Standard szybko zamknął falangą możliwość przeskoczenia mojej lekkiej kawalerii wzdłuż brzegu rzeki.

Jego lekka piechota wdarła się przebojem do miasta niszcząc moich harcowników. 
Przeprawa mojej falangi przez słabo chroniony most pochłonęła sporo czasu.
Cała moja kawaleria coraz bardziej męczyła się na przestrzeni około 1,5 ha.














FAZA DECYDUJĄCA


Część ciężkiej piechoty Standarda oddaliła się w stronę drugiej przeprawy, podczas gdy lekka piechota rozbiła kolejny mój oddział.
I kolejny...
Desperacko próbując ewakuować pozostałą konnicę przez most, otwierałem jednocześnie powoli nowy front na prawym skrzydle.

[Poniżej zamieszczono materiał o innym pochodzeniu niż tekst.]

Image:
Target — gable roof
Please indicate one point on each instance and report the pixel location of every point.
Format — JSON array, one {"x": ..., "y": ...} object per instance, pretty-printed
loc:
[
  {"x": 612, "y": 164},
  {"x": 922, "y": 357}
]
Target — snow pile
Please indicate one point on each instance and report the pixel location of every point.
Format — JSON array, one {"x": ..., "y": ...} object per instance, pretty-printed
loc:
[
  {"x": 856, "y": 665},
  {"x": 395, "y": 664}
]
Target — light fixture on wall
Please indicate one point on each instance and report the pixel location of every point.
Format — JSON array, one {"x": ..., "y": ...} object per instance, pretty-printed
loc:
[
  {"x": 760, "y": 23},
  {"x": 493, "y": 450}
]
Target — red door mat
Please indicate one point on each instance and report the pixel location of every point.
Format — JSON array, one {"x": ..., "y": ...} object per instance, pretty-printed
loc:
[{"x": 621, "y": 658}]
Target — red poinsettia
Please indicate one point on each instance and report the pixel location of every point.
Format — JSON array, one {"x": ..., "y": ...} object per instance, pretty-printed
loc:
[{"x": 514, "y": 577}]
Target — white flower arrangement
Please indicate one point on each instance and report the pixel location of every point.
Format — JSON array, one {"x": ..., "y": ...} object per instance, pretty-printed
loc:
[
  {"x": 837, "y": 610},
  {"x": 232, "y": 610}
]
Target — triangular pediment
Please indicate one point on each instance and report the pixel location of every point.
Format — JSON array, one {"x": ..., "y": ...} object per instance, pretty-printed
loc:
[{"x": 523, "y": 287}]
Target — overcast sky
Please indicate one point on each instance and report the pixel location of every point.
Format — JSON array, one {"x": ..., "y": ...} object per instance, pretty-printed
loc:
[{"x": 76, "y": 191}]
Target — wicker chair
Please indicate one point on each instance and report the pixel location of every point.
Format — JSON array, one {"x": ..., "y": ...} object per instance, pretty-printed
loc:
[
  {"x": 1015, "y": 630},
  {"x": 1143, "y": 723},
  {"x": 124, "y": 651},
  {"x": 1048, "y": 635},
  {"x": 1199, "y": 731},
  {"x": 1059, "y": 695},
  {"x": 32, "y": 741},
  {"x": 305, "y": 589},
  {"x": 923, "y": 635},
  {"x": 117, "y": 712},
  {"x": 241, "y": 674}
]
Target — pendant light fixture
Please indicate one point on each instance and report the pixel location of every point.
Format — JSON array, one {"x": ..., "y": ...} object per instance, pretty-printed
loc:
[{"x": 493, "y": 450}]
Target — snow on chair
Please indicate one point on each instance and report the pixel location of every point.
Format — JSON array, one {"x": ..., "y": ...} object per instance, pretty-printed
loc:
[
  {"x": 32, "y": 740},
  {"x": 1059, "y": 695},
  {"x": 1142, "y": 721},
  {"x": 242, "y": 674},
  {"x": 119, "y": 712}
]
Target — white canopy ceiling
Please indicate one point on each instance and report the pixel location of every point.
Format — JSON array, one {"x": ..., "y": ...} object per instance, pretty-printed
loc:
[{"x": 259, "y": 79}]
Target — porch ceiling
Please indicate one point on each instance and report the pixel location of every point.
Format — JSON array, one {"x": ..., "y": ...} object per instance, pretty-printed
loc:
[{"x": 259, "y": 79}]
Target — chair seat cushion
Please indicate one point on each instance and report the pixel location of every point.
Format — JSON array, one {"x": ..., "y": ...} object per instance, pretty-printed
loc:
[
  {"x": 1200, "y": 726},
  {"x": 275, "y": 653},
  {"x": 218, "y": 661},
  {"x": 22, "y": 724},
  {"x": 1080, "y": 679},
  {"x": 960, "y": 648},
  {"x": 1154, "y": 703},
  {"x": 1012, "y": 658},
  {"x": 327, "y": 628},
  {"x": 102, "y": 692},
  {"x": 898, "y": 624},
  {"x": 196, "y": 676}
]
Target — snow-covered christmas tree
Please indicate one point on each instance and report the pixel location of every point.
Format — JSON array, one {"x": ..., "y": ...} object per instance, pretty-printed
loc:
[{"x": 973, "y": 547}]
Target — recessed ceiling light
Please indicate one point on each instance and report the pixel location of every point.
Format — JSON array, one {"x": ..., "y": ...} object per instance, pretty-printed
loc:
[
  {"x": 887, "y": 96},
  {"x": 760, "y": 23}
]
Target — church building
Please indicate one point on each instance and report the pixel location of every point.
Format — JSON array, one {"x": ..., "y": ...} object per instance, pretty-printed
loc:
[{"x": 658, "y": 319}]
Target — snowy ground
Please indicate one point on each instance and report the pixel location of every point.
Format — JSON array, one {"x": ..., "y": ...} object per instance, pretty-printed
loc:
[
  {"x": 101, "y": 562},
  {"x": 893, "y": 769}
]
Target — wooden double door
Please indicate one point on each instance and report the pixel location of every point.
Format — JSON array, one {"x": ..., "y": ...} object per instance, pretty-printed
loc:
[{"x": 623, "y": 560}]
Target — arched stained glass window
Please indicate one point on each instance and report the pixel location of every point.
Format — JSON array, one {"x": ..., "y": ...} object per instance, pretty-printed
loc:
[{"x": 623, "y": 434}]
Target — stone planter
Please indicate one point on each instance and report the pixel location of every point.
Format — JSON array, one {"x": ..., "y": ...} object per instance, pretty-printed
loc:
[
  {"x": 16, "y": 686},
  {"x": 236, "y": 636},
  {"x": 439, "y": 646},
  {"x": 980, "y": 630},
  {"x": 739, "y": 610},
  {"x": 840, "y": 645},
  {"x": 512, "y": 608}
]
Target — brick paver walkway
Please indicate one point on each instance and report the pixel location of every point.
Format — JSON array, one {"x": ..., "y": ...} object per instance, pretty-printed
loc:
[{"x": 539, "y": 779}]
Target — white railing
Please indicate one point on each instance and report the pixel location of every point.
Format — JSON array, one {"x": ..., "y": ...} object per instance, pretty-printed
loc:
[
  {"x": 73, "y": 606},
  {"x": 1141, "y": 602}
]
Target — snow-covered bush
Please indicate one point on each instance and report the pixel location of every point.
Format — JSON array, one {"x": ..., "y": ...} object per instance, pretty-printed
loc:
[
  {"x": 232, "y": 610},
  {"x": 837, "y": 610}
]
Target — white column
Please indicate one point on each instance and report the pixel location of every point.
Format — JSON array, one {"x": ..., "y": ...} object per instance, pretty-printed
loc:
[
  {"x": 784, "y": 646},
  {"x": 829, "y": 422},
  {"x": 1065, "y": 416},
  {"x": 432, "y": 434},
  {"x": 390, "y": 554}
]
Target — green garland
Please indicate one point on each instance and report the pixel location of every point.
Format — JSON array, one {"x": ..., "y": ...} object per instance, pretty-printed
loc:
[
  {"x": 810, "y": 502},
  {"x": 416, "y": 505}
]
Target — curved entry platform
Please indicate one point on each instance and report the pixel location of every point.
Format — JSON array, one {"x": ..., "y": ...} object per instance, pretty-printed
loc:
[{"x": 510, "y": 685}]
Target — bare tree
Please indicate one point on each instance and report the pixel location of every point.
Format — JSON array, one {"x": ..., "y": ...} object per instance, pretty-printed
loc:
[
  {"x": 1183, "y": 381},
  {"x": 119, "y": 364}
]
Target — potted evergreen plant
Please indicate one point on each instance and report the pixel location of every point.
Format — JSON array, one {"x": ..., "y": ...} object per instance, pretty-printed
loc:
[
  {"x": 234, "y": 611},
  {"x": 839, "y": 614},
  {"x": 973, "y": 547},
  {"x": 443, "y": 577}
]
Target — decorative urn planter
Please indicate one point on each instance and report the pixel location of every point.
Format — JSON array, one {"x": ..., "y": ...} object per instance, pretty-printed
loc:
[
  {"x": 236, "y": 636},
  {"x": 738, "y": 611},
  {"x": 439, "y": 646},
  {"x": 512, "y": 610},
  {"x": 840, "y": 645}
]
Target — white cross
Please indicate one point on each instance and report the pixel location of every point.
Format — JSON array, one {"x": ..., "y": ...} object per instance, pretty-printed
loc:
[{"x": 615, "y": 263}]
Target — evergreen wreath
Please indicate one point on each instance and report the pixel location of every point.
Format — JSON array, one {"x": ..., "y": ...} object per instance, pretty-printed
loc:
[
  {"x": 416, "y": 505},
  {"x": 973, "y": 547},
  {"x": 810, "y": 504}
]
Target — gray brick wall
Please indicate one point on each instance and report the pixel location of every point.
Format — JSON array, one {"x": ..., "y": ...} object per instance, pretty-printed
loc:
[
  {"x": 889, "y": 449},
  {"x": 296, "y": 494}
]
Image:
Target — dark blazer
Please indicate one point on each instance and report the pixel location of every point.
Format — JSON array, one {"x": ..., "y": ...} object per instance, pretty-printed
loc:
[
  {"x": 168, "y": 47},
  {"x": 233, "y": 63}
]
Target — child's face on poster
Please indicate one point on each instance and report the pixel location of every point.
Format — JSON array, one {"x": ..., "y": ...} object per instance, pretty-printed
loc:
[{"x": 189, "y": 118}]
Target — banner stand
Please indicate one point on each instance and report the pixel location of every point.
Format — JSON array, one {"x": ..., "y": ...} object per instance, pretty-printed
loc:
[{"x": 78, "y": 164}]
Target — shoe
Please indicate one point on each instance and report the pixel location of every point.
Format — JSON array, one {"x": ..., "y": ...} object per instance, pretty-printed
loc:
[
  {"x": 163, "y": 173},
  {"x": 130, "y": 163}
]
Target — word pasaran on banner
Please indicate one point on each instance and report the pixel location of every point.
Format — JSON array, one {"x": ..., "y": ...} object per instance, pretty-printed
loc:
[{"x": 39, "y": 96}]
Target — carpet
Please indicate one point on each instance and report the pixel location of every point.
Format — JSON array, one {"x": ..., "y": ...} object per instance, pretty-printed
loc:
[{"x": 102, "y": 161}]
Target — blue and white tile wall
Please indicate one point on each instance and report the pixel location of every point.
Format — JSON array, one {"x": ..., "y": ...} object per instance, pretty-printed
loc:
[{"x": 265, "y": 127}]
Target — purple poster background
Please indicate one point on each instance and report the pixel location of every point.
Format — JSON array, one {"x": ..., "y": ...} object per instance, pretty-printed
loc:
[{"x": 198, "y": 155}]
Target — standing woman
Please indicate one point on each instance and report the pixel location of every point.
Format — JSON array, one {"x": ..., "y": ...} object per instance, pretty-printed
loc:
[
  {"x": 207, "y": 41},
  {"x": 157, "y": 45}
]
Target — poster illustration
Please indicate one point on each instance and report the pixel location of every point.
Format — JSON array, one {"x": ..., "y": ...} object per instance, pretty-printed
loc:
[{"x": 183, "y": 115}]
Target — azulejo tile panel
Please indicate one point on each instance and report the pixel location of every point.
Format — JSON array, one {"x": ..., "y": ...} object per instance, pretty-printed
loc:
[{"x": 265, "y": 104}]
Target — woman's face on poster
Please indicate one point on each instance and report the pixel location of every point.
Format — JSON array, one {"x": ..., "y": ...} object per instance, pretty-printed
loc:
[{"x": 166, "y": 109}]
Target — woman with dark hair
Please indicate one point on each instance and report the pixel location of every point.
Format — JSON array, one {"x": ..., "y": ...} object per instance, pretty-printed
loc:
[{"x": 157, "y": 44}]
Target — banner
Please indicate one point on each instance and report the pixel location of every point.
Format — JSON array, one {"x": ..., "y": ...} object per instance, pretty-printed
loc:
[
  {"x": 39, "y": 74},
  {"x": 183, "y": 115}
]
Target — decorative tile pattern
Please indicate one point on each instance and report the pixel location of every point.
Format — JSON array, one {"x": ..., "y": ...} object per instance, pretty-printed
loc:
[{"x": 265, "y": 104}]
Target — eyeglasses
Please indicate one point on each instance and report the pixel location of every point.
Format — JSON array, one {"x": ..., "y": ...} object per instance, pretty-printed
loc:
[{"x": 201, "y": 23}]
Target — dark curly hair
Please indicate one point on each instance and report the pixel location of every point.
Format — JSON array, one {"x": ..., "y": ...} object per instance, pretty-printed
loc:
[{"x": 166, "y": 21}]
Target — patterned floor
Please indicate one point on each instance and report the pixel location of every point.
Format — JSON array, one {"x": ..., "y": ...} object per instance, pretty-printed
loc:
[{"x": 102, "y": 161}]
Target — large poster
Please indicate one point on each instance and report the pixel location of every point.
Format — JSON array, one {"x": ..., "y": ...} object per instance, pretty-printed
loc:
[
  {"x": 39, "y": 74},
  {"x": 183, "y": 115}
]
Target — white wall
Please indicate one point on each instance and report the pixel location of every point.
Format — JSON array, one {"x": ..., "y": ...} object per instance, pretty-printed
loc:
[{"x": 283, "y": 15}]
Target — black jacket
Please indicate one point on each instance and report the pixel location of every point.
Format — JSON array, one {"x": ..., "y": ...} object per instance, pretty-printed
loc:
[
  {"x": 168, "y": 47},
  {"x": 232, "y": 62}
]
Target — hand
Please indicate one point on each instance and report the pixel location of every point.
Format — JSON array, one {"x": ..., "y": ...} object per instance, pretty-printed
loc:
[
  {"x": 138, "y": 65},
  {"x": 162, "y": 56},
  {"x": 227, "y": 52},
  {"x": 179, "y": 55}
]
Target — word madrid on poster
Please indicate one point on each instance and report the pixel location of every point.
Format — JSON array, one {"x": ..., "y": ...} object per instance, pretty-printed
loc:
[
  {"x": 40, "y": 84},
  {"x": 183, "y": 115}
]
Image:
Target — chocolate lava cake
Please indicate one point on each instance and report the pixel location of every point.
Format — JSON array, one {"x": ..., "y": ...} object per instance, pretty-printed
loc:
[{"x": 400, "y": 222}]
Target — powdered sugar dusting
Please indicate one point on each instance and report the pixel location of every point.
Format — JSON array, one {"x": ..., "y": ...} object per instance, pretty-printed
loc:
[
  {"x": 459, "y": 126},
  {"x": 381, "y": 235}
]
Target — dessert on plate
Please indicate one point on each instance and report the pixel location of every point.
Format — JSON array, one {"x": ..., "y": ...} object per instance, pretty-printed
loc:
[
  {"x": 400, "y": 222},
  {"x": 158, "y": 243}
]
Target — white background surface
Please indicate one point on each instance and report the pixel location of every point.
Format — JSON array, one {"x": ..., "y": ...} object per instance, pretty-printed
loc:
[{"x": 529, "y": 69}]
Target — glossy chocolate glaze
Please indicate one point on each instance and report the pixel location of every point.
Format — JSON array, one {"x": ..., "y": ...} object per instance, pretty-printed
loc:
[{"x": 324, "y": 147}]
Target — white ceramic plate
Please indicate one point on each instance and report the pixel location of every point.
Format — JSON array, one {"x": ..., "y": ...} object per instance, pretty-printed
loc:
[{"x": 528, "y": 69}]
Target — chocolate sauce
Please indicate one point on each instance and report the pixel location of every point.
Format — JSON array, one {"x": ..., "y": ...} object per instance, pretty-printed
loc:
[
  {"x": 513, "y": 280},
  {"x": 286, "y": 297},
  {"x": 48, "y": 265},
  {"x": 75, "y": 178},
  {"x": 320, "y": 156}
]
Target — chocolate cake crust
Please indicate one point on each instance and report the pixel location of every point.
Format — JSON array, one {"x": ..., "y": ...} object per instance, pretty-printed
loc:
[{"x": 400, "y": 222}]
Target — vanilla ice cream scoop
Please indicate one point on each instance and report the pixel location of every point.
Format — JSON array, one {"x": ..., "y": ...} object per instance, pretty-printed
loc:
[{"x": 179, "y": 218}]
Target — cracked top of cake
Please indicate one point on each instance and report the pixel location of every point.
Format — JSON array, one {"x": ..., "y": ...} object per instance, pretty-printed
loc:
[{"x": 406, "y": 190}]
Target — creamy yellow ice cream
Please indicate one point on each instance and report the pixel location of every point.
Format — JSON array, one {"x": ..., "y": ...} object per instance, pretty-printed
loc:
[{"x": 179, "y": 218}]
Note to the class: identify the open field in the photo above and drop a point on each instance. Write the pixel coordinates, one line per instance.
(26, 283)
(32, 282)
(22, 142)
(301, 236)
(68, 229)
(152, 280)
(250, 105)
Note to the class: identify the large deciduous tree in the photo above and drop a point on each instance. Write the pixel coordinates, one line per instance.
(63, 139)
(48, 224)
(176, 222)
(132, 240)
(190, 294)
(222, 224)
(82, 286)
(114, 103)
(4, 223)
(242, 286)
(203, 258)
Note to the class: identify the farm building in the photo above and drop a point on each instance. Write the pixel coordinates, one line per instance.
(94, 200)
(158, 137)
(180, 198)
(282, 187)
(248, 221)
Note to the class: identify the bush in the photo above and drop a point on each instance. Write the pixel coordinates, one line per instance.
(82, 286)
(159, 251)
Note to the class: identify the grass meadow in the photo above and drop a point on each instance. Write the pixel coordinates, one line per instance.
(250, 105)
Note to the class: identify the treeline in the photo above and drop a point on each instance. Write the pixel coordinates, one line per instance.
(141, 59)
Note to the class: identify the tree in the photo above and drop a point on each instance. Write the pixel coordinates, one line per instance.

Jednak odwrót rozpocząłem zbyt późno i tylko cud mógł mnie uratować.
Cud nie nastąpił, zbyt często w kluczowych momentach przegrywałem inicjatywę.












ZAKOŃCZENIE


Kawaleria Standarda ruszyła by wykończyć moich harcowników przerzucających się głównie wyzwiskami z vis-a-vis przeciwnika.
Mój nowy front sformował się zbyt późno.

Kostki postanowiły szybko skończyć moje cierpienia.

Hoplici Standarda przy niewielkich stratach rozbili moją falangę pikinierów.

Jedynie moi harcownicy bohatersko i skutecznie kryli się za domem, studnią i  stogiem siana przed zbrojnymi jeźdźcami.